Geithner wants debt limit deal by next week
Reporting by David Lawder| Reuters
WASHINGTON (Reuters) - Treasury Secretary Timothy Geithner on Tuesday said that time is running out for a deal to raise the debt limit, and wants a broad agreement with Congress in place by the end of next week at the latest.
Speaking at a finance symposium at the Treasury Department, Geithner vowed that Congress would raise the debt limit ahead of an August 2 deadline when the government will risk default, adding, "Failure is not an option."
He said President Barack Obama will keep meeting with congressional leaders until a deal to raise the debt limit and slash future deficits is reached.

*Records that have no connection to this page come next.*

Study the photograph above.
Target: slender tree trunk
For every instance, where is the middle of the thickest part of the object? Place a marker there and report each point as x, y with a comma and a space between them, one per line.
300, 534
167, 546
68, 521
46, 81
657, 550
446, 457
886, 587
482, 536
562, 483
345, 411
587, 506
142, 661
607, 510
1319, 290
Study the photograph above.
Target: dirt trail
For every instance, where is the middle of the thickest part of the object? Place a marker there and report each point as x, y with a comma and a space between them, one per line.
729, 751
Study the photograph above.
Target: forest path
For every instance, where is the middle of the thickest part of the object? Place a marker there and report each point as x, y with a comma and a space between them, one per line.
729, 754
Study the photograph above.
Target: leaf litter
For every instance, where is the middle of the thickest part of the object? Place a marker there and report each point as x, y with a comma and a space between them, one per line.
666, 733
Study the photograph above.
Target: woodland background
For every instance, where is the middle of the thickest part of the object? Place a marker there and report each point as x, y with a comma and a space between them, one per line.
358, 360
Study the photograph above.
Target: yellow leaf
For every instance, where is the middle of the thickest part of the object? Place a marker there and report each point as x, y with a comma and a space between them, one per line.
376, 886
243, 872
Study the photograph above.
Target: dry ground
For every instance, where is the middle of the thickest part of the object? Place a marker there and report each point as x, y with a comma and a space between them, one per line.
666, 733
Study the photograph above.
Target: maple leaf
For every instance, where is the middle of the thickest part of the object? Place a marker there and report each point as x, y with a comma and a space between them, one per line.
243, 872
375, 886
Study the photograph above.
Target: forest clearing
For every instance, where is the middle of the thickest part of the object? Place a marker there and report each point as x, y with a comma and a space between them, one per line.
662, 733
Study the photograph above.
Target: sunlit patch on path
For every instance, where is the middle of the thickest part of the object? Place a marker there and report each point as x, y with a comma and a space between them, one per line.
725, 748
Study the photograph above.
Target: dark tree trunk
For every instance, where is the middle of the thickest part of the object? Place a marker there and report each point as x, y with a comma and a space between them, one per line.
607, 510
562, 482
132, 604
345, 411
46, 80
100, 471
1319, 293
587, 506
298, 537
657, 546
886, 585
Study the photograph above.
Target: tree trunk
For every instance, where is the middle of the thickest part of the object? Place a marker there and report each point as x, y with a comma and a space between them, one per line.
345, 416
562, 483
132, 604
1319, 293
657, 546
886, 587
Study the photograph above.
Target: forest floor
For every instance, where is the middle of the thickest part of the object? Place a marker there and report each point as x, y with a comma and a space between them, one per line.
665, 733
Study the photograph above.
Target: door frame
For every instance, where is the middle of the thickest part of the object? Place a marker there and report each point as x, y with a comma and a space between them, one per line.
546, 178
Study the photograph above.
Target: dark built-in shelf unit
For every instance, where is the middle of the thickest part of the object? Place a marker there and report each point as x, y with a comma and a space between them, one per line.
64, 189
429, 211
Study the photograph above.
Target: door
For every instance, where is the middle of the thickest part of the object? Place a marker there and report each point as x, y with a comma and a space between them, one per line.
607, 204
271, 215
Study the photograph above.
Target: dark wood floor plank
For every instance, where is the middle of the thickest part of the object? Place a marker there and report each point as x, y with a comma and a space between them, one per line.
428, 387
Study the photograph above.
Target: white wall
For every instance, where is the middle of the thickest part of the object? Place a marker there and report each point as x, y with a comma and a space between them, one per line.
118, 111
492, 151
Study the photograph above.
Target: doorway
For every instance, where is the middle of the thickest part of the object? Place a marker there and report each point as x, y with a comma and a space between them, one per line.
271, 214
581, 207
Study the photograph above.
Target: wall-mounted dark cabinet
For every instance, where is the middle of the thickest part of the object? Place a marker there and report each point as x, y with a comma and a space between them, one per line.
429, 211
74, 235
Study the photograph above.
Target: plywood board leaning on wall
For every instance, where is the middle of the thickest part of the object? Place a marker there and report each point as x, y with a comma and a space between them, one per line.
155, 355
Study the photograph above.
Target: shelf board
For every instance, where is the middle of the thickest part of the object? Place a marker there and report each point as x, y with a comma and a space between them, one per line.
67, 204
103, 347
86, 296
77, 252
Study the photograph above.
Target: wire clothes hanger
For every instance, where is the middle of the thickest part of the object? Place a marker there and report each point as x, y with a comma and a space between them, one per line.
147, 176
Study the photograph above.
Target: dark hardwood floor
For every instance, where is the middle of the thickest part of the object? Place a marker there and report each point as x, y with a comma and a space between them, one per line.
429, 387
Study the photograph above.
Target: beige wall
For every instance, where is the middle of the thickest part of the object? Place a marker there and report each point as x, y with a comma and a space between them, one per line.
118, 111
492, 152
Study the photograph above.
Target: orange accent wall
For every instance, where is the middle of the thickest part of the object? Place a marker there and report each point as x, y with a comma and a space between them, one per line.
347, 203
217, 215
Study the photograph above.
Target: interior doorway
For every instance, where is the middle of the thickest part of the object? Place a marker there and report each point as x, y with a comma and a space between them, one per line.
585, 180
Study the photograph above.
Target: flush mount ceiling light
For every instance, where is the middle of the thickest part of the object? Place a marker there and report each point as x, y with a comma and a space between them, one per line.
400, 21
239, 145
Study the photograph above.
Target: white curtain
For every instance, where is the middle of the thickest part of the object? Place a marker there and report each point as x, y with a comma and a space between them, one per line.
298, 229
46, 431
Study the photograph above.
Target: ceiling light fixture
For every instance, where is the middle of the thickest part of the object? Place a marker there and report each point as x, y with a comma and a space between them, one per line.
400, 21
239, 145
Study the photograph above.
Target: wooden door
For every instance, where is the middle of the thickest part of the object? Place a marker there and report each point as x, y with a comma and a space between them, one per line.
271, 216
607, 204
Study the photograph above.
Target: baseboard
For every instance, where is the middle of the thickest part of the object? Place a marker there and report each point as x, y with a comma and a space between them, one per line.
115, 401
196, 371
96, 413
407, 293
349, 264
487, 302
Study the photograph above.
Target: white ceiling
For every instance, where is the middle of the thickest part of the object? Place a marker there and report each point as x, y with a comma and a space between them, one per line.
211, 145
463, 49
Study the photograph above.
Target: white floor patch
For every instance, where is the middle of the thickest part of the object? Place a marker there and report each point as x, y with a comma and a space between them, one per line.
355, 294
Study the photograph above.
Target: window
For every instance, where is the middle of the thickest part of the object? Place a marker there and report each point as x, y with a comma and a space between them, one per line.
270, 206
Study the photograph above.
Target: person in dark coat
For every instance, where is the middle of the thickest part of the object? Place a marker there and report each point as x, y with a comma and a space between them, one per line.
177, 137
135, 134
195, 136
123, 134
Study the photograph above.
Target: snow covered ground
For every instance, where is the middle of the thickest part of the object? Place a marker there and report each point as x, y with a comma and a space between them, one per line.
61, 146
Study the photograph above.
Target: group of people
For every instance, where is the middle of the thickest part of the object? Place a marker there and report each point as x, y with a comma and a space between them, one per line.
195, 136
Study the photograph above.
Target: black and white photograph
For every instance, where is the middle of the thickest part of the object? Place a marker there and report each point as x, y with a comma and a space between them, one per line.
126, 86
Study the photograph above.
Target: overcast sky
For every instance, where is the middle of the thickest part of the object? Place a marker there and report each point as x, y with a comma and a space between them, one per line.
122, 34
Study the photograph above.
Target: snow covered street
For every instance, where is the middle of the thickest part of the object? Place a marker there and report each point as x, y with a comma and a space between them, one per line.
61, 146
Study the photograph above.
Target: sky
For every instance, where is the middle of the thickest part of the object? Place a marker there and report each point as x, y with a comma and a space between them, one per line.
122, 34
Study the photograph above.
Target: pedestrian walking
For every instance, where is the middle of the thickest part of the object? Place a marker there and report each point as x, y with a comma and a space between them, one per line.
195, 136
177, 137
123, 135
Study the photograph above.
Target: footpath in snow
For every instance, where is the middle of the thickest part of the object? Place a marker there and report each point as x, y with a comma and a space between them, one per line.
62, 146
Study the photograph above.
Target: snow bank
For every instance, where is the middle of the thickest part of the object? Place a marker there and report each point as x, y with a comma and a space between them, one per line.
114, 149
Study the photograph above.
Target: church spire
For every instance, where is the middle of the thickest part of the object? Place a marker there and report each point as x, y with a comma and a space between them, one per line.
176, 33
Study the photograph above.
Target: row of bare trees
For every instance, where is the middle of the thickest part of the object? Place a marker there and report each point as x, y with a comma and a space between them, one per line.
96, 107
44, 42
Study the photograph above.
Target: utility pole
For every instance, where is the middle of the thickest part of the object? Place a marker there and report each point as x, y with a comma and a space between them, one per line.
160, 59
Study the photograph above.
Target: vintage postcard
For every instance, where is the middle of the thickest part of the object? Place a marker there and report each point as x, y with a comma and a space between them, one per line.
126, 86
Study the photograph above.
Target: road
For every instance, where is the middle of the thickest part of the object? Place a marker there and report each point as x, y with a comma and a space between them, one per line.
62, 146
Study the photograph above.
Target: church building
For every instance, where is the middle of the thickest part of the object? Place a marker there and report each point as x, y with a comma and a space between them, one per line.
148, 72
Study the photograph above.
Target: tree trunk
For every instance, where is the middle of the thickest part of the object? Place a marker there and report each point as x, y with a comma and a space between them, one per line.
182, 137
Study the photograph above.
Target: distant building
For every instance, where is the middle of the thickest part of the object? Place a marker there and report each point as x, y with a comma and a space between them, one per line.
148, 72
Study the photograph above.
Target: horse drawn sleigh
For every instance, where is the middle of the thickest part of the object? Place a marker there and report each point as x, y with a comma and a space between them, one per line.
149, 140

"We know we don't have a lot of time," Geithner said. "I think the leaders understand we don't have a lot of time, and we want to wrap up the broad outlines of an agreement by the end of this week -- certainly by the end of next week -- so that we have time to legislate it and put it in place."
He told the Women in Finance Investment -- a group whose members manage some $700 billion in U.S. savings assets -- that it was important for investors to know that "the U.S. will act in advance of the limit that we face when our borrowing runs out on August 2."
Thus far, Treasury yields have reflected little concern about default among investors and have benefited from safe-haven capital flows amid continuing financial turmoil in Europe and weak economic data. The benchmark 10-year Treasury note yield was well below 3 percent, dipping to its lowest point since early December early on Tuesday.
That could change as the August 2 deadline approaches if no deal is in place.
Geithner also said that any deal to cut deficits would have to be good for U.S. economic growth and would have to include some increased tax burden for the wealthy.
He said Obama has shown willingness to make some responsible cuts to entitlements and wants Republicans "to do some difficult things too."
"The president has proposed some very sensible tax reforms that would eliminate loopholes and ask the wealthiest Americans to pay a modest additional share of the burden," Geithner said.